Two more EUR 1.5 million ERC research grants
The European Research Council (ERC) has awarded two ERC Starting Grants of EUR 1.5 million each to Prof. D.J. Slotboom (Groningen Biomolecular Sciences and Biotechnology Institute) and Prof. A.M. van Oijen (Zernike Institute for Advanced Materials).
This makes the total number of ERC Starting Grants awarded to University of Groningen researchers seven in 2011, five of which concern research at the Faculty of Science and Engineering (formerly known as the Faculty of Mathematics and Natural Sciences). Last month three researchers were awarded grants as well.

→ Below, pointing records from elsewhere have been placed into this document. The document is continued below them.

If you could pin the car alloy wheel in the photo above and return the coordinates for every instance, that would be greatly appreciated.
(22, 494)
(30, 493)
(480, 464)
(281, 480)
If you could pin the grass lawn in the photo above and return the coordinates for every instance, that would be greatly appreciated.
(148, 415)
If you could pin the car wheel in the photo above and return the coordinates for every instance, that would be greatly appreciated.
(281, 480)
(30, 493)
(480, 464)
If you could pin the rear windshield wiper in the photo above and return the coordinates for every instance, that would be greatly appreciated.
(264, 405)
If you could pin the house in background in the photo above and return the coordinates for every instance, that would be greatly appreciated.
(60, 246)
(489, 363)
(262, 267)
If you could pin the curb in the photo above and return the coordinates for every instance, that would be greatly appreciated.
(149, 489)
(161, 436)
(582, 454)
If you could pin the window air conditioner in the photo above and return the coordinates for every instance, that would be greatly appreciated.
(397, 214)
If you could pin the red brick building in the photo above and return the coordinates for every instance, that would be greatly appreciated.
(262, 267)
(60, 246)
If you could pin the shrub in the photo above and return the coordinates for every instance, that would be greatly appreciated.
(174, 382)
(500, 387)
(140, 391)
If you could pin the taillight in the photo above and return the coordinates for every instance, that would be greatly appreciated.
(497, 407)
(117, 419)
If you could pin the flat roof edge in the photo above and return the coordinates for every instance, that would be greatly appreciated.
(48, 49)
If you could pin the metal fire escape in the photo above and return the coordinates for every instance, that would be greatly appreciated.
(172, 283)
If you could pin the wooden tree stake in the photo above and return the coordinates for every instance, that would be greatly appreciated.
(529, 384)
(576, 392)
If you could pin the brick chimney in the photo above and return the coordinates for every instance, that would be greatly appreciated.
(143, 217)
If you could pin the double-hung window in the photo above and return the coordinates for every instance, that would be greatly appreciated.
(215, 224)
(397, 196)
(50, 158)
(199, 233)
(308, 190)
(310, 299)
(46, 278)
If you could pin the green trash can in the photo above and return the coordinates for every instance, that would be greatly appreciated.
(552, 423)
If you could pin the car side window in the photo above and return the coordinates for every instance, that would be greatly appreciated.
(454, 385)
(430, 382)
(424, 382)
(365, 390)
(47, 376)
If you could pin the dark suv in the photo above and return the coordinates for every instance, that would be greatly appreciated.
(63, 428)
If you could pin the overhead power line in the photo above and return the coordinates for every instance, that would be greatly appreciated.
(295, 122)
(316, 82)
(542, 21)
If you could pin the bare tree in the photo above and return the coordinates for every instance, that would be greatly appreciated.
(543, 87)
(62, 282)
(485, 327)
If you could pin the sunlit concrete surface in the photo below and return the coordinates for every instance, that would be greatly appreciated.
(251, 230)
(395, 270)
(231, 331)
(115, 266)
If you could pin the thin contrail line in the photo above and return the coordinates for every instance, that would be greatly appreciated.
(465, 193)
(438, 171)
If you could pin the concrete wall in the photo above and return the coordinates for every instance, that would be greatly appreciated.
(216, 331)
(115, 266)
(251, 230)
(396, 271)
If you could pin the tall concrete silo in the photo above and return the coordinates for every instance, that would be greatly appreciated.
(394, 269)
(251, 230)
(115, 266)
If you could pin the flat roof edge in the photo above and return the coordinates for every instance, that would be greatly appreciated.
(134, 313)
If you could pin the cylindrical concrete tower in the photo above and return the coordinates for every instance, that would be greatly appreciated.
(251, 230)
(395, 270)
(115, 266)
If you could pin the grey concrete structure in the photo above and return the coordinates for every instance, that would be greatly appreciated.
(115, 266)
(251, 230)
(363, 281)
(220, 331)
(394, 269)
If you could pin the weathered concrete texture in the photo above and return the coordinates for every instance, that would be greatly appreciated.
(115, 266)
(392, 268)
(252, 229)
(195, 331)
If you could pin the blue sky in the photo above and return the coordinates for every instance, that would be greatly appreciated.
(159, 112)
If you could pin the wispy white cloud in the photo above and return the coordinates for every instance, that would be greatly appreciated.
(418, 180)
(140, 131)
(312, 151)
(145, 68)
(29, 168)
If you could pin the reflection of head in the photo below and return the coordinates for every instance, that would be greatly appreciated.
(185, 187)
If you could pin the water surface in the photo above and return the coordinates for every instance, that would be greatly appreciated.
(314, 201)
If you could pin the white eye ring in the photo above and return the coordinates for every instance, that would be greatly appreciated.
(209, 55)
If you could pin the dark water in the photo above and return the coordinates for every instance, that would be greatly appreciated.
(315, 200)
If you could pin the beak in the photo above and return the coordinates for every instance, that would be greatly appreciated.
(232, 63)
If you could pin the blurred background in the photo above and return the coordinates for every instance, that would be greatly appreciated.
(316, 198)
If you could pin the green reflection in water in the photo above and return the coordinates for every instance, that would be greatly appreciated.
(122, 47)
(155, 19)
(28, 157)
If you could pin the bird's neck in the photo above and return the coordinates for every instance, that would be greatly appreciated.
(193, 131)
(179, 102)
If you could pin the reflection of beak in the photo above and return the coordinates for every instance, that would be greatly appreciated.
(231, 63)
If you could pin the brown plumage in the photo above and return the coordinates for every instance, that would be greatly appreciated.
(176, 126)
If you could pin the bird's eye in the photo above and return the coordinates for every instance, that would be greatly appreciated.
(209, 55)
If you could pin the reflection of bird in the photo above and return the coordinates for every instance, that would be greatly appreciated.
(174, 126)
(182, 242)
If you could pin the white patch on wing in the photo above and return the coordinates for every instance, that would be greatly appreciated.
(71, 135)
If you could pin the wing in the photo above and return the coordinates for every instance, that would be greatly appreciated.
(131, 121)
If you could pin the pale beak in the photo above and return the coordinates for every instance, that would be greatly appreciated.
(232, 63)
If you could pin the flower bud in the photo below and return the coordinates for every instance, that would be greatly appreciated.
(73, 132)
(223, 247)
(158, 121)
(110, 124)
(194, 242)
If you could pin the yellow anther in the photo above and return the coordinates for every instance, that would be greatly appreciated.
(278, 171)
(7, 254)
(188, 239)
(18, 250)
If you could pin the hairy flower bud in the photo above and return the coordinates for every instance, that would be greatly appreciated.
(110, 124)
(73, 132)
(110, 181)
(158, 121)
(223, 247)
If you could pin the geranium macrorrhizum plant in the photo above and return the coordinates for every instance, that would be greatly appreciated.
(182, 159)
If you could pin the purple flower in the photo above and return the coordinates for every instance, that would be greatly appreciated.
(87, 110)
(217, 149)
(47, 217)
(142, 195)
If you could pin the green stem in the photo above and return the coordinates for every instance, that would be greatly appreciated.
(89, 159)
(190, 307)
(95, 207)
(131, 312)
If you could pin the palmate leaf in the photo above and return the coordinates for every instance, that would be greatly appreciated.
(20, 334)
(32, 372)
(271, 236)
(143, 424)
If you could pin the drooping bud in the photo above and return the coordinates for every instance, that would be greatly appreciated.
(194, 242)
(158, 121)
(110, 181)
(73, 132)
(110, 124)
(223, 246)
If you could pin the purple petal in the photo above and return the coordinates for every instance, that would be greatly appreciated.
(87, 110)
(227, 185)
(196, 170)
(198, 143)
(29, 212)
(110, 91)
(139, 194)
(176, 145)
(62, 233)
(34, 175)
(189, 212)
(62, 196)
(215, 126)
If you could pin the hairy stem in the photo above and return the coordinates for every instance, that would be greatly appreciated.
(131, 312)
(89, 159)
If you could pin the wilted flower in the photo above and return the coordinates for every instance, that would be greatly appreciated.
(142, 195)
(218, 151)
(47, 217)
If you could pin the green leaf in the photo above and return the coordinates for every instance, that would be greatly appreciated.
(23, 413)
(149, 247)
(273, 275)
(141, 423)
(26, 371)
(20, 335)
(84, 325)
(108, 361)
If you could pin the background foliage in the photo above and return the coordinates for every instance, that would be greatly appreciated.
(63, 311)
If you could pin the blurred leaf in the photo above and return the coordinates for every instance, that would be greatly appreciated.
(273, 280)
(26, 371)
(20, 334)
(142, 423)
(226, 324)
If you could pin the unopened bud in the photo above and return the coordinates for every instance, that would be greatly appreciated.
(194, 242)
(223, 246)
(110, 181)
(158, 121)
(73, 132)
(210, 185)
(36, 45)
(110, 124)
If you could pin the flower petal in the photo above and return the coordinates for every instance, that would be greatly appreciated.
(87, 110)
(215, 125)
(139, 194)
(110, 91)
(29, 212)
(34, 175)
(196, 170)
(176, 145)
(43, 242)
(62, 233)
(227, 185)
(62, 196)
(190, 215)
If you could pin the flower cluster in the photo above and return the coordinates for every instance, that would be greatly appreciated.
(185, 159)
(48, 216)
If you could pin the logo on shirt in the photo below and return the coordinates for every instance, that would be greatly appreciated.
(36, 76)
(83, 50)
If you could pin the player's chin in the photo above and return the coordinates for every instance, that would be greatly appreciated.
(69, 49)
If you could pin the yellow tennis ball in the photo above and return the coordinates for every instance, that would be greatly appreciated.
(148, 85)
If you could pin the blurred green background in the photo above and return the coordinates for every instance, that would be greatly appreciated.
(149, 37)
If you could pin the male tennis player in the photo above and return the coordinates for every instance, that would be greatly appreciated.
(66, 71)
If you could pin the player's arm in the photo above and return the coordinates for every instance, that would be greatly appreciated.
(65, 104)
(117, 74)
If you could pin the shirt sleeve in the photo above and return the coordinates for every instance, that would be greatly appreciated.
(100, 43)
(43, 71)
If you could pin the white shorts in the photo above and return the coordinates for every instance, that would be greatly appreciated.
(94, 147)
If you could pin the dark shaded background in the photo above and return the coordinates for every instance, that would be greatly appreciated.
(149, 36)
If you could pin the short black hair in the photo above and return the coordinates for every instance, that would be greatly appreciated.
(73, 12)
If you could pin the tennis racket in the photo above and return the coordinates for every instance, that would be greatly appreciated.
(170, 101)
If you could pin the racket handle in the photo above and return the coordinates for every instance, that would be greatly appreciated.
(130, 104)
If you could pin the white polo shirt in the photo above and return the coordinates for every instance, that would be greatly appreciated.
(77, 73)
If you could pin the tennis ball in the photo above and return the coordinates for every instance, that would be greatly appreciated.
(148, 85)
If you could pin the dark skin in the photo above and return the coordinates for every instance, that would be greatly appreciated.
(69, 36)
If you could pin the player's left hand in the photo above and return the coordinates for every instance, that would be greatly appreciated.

The ERC Starting Grant is a prestigious European research grant for individual researchers conducting innovative research. The grant enables them to develop research programmes and appoint PhD students.
Prof. Dirk Slotboom (Biochemistry) will receive an ERC grant for his research project ‘Minimalist multipurpose ATP-binding cassette transporters’, in which he studies how bacteria absorb vitamins. Although some types of bacteria can create vitamins themselves, many pathogenic bacteria – just like people – depend on the intake of vitamins from their food in order to grow. However, the mechanisms that people and bacteria use to transport vitamins into their cells differ. The research into the bacterial transport processes is fundamental in nature, but can in the future result in the development of new antibiotics.
Prof. Antoine van Oijen (Single-molecule biophysics) was awarded an ERC grant for his research into DNA replication, the process that is responsible for copying the DNA just before cell division takes place. In his interdisciplinary research proposal ‘Single-molecule studies of the DNA replication machinery’, Van Oijen describes the development of new physical techniques that enable manipulation of one single DNA molecule and the visualization of the behaviour of individual replication proteins on that molecule. These single-molecule techniques should help him discover how DNA is replicated and how errors in this process may ultimately lead to disease.
Antoine van Oijen also received a Vici grant of EUR 1.5 million last February, as part of the Dutch national NWO’s Innovational Research Incentives Scheme.